- Badger Lee, Oklahoma Badger Lee, Oklahoma
- Coordinates: 35°28′22″N 94°48′53″W﻿ / ﻿35.47278°N 94.81472°W
- Country: United States
- State: Oklahoma
- County: Sequoyah

Area
- • Total: 0.71 sq mi (1.83 km^{2})
- • Land: 0.71 sq mi (1.83 km^{2})
- • Water: 0.0039 sq mi (0.01 km^{2})
- Elevation: 617 ft (188 m)

Population (2020)
- • Total: 63
- • Density: 89.2/sq mi (34.45/km^{2})
- Time zone: UTC-6 (Central (CST))
- • Summer (DST): UTC-5 (CDT)
- Area codes: 918 & 539
- GNIS feature ID: 2584373

= Badger Lee, Oklahoma =

Badger Lee is an unincorporated community and census-designated place in Sequoyah County, Oklahoma, United States. As of the 2020 census, Badger Lee had a population of 63.

==Geography==
According to the U.S. Census Bureau, the community has an area of 0.703 mi2; 0.701 mi2 of its area is land, and 0.002 mi2 is water.

==Demographics==

Historical population
| Census | Pop. | Note | %± |
| 2010 | 76 |  | — |
| 2020 | 63 |  | −17.1% |
U.S. Decennial Census

===2020 census===

As of the 2020 census, Badger Lee had a population of 63. The median age was 35.5 years. 23.8% of residents were under the age of 18 and 22.2% of residents were 65 years of age or older.
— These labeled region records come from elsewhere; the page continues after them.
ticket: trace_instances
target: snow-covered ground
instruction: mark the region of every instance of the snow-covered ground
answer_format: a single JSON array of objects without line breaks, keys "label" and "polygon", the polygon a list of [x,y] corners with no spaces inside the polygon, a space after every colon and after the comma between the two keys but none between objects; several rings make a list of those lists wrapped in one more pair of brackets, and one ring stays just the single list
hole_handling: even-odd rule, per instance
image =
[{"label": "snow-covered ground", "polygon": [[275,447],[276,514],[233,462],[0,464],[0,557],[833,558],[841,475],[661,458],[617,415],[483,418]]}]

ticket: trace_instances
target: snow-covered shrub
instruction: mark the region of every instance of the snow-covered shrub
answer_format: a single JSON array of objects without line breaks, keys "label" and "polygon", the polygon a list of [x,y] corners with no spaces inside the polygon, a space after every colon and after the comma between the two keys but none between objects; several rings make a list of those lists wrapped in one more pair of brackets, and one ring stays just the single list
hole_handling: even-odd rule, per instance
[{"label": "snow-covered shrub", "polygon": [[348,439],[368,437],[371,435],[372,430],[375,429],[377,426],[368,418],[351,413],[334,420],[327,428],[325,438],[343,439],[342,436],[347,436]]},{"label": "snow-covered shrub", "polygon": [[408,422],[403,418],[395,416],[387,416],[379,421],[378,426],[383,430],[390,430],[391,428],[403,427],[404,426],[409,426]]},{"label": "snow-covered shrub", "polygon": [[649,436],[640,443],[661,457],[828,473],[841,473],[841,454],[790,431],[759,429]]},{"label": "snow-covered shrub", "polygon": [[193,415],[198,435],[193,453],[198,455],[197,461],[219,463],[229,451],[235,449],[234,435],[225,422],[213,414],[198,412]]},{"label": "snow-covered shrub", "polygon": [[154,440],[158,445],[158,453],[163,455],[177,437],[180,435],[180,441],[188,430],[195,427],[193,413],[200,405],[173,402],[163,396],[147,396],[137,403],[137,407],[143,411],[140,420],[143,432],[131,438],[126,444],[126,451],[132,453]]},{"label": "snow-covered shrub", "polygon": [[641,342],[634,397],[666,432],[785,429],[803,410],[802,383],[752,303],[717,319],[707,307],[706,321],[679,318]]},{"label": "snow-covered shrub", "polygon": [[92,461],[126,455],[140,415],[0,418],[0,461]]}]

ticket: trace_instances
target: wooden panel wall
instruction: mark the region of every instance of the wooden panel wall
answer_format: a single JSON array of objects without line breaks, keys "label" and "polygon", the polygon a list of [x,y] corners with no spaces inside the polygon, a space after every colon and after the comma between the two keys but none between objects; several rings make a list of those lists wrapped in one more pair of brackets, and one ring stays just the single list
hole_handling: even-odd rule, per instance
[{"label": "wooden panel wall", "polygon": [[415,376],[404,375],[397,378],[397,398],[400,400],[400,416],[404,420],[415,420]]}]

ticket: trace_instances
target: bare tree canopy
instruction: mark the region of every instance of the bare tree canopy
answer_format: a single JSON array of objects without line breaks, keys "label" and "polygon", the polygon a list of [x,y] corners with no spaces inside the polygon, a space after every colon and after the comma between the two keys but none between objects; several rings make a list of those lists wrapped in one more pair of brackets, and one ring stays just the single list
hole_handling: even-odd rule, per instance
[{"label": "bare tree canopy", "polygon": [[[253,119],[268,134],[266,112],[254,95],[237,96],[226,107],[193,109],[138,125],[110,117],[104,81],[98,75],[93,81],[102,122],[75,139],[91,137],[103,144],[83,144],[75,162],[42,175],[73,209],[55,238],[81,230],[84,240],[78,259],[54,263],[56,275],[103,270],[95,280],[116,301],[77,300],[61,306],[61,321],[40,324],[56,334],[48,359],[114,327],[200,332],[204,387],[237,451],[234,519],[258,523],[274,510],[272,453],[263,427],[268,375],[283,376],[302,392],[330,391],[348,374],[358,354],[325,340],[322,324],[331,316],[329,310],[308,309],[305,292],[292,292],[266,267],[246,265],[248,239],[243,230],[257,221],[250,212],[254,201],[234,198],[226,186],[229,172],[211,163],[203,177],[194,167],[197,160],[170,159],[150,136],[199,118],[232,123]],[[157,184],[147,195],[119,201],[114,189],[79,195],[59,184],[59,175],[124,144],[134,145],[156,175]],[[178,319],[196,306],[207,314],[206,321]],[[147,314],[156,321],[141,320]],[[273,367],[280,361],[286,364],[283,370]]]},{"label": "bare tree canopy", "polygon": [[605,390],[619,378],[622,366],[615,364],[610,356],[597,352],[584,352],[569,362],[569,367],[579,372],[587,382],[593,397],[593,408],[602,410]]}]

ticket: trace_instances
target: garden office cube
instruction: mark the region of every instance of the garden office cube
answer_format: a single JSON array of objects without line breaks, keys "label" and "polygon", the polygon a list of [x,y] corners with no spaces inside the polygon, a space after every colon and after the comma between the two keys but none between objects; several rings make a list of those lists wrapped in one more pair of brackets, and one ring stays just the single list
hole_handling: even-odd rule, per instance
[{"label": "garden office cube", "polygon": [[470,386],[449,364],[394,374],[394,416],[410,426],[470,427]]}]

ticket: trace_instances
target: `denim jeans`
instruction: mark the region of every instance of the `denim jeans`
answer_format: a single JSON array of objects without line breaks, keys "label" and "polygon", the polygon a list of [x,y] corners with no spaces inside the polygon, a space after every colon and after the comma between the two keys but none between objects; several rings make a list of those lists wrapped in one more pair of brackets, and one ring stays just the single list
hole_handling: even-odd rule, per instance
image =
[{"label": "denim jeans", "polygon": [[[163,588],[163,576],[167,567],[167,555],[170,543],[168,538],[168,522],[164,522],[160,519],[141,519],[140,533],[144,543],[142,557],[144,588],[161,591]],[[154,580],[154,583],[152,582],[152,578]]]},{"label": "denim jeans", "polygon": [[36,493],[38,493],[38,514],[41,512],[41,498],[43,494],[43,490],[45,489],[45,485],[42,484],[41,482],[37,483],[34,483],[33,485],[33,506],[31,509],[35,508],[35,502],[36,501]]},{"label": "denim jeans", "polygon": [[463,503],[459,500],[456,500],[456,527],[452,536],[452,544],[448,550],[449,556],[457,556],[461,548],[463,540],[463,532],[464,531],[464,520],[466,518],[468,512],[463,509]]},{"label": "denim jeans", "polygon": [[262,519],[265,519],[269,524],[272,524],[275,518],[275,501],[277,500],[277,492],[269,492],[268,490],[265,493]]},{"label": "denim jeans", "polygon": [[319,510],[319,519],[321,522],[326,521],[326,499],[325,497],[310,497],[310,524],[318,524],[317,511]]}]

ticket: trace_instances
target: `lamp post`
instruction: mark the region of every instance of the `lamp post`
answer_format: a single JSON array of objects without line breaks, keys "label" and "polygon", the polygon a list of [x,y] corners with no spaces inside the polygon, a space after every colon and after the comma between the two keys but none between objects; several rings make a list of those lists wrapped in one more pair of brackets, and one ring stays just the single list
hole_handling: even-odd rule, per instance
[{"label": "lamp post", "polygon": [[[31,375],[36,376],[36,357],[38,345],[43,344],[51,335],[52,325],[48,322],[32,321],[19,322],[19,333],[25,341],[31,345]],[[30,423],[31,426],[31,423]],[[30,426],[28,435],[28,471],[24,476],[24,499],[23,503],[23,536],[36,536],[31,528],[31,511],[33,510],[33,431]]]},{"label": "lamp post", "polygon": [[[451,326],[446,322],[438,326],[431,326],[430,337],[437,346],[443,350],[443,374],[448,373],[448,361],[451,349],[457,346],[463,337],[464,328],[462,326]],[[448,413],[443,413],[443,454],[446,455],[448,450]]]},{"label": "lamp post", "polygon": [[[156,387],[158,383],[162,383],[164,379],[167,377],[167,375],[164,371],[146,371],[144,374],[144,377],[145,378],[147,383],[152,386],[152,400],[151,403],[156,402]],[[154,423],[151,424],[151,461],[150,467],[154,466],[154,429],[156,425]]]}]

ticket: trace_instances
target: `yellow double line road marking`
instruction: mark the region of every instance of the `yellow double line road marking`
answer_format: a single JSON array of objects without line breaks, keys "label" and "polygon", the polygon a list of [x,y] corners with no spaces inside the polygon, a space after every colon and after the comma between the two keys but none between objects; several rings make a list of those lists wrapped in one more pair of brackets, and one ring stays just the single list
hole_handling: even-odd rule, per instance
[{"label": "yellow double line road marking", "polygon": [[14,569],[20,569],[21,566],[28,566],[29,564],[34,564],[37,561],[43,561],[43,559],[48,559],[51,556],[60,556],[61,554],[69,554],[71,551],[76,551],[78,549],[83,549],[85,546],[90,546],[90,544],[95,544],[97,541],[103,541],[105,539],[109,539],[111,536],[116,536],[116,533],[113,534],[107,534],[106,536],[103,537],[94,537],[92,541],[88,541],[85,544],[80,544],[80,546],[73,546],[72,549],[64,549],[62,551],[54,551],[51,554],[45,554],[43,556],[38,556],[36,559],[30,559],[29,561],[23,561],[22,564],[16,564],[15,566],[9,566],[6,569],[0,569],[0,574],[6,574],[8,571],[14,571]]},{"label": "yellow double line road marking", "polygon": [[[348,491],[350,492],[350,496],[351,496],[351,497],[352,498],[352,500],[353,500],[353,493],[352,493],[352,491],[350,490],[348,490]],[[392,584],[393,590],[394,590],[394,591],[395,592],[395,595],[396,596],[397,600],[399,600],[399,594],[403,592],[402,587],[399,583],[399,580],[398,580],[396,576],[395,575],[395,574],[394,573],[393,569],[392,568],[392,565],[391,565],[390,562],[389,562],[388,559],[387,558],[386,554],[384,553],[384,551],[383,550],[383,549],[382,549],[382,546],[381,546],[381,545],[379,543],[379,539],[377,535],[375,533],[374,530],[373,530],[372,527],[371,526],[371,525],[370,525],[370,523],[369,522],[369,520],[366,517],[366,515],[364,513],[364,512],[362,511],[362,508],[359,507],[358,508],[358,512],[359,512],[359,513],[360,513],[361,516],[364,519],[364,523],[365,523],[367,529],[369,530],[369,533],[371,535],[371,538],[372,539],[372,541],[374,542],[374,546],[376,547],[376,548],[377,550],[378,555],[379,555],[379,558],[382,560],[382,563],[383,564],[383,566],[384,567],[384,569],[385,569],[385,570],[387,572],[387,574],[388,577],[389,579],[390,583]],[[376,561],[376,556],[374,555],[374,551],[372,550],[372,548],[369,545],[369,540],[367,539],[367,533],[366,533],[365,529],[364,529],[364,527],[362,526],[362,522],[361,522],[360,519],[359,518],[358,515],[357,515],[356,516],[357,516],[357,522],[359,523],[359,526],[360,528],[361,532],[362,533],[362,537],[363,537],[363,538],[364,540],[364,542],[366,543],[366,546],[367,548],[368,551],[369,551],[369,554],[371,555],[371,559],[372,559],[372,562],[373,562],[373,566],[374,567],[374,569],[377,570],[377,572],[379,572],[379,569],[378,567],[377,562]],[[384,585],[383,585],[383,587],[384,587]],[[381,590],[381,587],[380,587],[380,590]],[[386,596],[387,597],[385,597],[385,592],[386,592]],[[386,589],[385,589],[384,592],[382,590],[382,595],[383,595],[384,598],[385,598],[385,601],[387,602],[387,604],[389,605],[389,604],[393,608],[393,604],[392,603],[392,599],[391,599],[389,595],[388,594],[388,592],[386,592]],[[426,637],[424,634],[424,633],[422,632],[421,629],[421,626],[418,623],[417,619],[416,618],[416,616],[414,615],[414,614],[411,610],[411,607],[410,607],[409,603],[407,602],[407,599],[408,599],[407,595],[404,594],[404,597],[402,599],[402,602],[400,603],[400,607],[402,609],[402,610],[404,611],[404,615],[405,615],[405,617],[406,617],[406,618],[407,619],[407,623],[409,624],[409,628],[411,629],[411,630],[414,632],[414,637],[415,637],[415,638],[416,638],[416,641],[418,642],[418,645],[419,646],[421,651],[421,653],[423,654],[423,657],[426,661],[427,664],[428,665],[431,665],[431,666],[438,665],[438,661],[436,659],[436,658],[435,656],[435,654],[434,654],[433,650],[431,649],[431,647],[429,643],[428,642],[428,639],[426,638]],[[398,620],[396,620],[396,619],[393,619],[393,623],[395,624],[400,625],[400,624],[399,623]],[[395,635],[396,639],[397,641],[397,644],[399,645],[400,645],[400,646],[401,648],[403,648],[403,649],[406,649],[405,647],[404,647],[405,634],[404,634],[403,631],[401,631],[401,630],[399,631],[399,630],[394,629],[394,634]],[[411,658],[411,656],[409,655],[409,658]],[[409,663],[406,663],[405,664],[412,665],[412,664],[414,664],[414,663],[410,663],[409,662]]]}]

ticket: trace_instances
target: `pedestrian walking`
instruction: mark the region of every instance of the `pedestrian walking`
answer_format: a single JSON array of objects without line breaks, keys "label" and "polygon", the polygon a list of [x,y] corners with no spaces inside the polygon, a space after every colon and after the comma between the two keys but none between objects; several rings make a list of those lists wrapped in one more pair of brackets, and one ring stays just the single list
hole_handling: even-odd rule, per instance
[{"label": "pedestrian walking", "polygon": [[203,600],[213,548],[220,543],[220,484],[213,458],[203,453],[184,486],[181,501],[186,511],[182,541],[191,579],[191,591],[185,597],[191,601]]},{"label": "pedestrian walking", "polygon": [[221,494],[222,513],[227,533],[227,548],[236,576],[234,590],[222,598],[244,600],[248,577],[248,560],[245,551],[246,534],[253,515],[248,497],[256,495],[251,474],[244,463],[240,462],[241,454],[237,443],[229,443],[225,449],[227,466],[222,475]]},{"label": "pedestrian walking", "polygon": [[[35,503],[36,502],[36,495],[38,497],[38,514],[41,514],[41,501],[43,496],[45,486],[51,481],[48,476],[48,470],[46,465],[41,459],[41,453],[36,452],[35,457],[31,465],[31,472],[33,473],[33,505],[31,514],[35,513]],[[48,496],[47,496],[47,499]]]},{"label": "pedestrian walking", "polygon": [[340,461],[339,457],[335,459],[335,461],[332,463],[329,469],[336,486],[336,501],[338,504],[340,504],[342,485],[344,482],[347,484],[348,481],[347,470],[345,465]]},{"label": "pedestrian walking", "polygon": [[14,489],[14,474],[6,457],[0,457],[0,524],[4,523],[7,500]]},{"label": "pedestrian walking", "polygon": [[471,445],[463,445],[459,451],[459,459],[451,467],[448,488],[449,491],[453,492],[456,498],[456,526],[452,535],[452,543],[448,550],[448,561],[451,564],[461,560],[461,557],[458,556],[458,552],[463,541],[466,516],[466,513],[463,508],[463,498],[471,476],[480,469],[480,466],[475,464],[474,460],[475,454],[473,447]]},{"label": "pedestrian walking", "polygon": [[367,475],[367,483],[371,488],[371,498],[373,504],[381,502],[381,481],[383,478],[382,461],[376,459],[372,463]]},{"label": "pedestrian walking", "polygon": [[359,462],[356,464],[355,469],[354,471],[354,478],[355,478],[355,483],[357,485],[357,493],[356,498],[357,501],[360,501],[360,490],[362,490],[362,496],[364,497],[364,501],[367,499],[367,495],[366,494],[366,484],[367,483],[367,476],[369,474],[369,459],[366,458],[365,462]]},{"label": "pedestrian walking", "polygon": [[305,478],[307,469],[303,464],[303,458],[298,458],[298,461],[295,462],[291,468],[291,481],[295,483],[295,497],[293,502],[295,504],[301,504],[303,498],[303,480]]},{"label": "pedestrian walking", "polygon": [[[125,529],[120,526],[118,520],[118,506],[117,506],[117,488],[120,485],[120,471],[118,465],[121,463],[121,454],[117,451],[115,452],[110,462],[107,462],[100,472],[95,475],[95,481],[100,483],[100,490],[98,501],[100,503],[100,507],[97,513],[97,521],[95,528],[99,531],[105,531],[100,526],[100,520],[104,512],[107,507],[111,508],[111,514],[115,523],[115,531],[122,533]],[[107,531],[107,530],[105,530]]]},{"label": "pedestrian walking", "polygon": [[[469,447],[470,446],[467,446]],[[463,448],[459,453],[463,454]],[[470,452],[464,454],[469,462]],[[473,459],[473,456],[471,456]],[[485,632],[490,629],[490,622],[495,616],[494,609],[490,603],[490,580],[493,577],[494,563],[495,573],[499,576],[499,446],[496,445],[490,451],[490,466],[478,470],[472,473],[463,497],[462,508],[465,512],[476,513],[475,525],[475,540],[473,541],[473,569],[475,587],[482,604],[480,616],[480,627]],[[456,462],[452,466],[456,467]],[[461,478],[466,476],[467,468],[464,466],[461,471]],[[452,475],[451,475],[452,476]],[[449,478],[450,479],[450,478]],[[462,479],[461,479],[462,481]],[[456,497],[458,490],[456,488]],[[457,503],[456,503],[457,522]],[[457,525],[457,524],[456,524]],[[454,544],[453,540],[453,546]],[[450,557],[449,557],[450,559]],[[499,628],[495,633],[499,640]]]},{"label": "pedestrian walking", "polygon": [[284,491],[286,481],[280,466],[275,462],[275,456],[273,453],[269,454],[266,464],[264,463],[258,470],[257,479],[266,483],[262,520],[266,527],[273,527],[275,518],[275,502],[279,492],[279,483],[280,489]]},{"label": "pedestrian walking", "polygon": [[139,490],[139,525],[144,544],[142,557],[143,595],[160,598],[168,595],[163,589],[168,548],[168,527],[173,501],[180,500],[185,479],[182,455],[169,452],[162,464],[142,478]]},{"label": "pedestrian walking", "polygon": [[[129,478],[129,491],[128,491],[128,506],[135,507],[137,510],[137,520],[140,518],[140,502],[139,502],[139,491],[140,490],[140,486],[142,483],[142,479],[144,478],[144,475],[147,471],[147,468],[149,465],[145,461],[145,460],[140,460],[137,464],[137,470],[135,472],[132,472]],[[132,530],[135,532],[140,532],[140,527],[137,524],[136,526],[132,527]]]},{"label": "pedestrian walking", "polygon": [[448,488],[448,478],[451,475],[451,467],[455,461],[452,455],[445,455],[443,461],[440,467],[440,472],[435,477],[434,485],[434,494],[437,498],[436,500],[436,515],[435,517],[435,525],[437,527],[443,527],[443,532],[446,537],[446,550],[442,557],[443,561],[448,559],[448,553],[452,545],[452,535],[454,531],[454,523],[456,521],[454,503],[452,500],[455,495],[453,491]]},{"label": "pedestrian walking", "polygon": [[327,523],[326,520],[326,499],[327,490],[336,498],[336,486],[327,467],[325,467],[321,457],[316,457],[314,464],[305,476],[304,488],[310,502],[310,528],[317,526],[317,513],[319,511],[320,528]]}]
For every 100 females there were 125.0 males, and for every 100 females age 18 and over there were 108.7 males age 18 and over.

0.0% of residents lived in urban areas, while 100.0% lived in rural areas.

There were 22 households in Badger Lee, of which 68.2% had children under the age of 18 living in them. Of all households, 54.5% were married-couple households, 18.2% were households with a male householder and no spouse or partner present, and 27.3% were households with a female householder and no spouse or partner present. About 18.2% of all households were made up of individuals and 13.6% had someone living alone who was 65 years of age or older.

There were 30 housing units, of which 26.7% were vacant. The homeowner vacancy rate was 0.0% and the rental vacancy rate was 23.1%.

Racial composition as of the 2020 census
| Race | Number | Percent |
|---|---|---|
| White | 44 | 69.8% |
| Black or African American | 1 | 1.6% |
| American Indian and Alaska Native | 9 | 14.3% |
| Asian | 0 | 0.0% |
| Native Hawaiian and Other Pacific Islander | 0 | 0.0% |
| Some other race | 0 | 0.0% |
| Two or more races | 9 | 14.3% |
| Hispanic or Latino (of any race) | 3 | 4.8% |

===2010 census===

At the 2010 census Badger Lee had a population of 76.